Paralysis

We took a wonderful vacation this year. 2 weeks on the Pacific coast of Mexico. Sweet towns, beautiful beaches and surroundings, incredible food and lovely people.  Despite the fact that I don’t like traveling at this stage of my life, I supported this adventure because it is something that G needs desperately. It is precisely this subsistence on heat and saltwater that he turns to to define summer. And I understand his need to pass this definition on to his children.

The kids loved every minute. And I love the simple messages that can be conveyed by just existing in an environment so different from our own.  The richness of landscape, the fuzzy distinctions between rich and poor, the fluidity of culture and language.  I adored watching them take it all in stride.

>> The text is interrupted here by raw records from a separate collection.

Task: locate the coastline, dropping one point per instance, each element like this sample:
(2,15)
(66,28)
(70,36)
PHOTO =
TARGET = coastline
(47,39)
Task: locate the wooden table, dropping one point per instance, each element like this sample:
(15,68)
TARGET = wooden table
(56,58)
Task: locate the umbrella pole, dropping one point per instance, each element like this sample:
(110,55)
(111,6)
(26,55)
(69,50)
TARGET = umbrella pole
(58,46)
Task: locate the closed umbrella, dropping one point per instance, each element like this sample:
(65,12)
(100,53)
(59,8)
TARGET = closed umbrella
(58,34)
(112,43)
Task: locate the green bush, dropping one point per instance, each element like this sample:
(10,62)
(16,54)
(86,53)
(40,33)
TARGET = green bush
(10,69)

But now that we are back it feels like I passed through a geomagnetic storm that wiped out all of my navigational equipment.  I can remember clearly marveling over the realization that all of my precious routines and schedules became irrelevant after just a few days away but like a toddler I’ve been scrambling to regain the comfort of their structure since the moment we returned.

I feel a bit ridiculous.  Like most of us, I have a simple awareness of the privilege of my condition on an everyday basis but leaving it behind for a few weeks disrupted my capacity for comfortable acceptance, further complicating my already difficult relationship with this home town of mine- one of the wealthiest places on the planet.

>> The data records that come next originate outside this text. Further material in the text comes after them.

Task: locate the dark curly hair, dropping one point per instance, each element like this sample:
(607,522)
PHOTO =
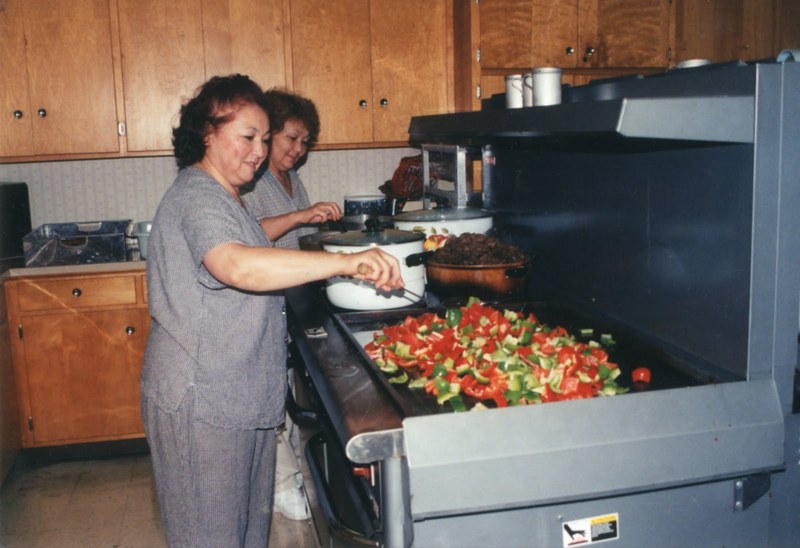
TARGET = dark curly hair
(283,105)
(199,115)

In reality I’m grateful for the renewed perspective.  I think that awareness is a good thing.  It’s the inability to do anything about it that upsets me.  I know that there are numbers of people who work tirelessly to synch the lyrics of their livelihood to the soundtrack of their values.  And there are many more who exist naturally among the contradictions and compromises that are necessary to get by.  It just so happens that right now, I can’t seem to manage either.  And I hate it.